If anything, Airbnb is an asset to the middle class. The average Airbnb host in New York City makes about $5,500 a year from the service, money that 76 percent of users say helps them stay in their homes or apartments.
The claim that short-term rentals are to blame for high rents is also common across cities in California. Since the 1960s, the residential construction rate in California has significantly declined and, as a result, real housing prices increased by 385 percent from 1970 to 2010. Though limits on new construction are not the sole cause for increasing housing prices, they are a major factor.
San Francisco, where rents for one-bedroom apartments frequently exceed $4,000 per month, has the most serious housing shortage in America. Over the past twenty years, San Francisco has only permitted the annual construction of an average of 1,500 housing units, while the city’s population grew by ninety-seven thousand — and growth has been stronger in recent years.
Unlike many other major U.S. cities, San Francisco has building permits that are discretionary rather than as-of-right. This standard makes it more difficult to gain approval for development because it invites numerous legal challenges. Barriers such as lengthy preliminary reviews and environmental appeals add unpredictable costs and years of delays for developers, which ultimately lead to higher costs for buyers and renters.
It is easy for politicians to blame corporations for problems that are ultimately their own responsibility. This is precisely what California senator Dianne Feinstein has done. In October 2015, she published an article in the San Francisco Chronicle arguing in favor of the city’s Proposition F, which would have limited short-term rentals in San Francisco to seventy-five days a year and, according to Feinstein, would have helped to alleviate the city’s housing shortage. Predictably, Feinstein did not mention the lack of housing permits in cities across her state. It is also important to note that she and her husband have a stake in a San Francisco hotel that is worth up to $25 million. Proposition F was soundly defeated at the ballot box, but city leaders quickly created other restrictions on short-term rentals.
Ironically, Airbnb might owe its existence to San Francisco’s housing shortage.
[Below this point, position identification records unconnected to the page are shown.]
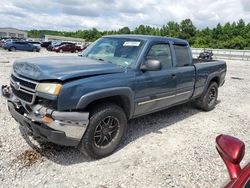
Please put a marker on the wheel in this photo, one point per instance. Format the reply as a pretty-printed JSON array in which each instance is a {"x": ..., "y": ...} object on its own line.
[
  {"x": 12, "y": 49},
  {"x": 208, "y": 101},
  {"x": 106, "y": 129}
]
In 2007, the city did not have enough hotel capacity to house visitors for an industrial design conference, so Airbnb’s founders Brian Chesky and Joe Gebbia decided to start a company to fix this problem.
Another tactic taken by hotel unions, such as the AFL-CIO–affiliated New York Hotel and Motel Trade Council, is to claim that Airbnb threatens “good-paying union hotel jobs in New York City and around the country.” Despite the union’s claim that hotels across the nation will suffer, the data indicate that the overall hotel industry is booming even with the growth of home sharing. According to STR, a leading company in hotel market research, the hotel industry just had its best year on record. Hotels and home sharing can thrive together because companies like Airbnb expand the proverbial “pie” of lodging options. Both models offer different experiences, levels of convenience, and price points.
The hotel industry and its union backers, like other opponents of the sharing economy, do not want to promote innovation — they want to protect themselves from change and competition. Companies like Airbnb and HomeAway relieve some symptoms of high rents and housing shortages by helping people with their existing rents or mortgages. The claim that short-term rentals are the reason for higher housing costs is demonstrably false. Instead of placing blame for housing shortages on these companies, policymakers should embrace these services and reevaluate regressive restrictions on new housing development.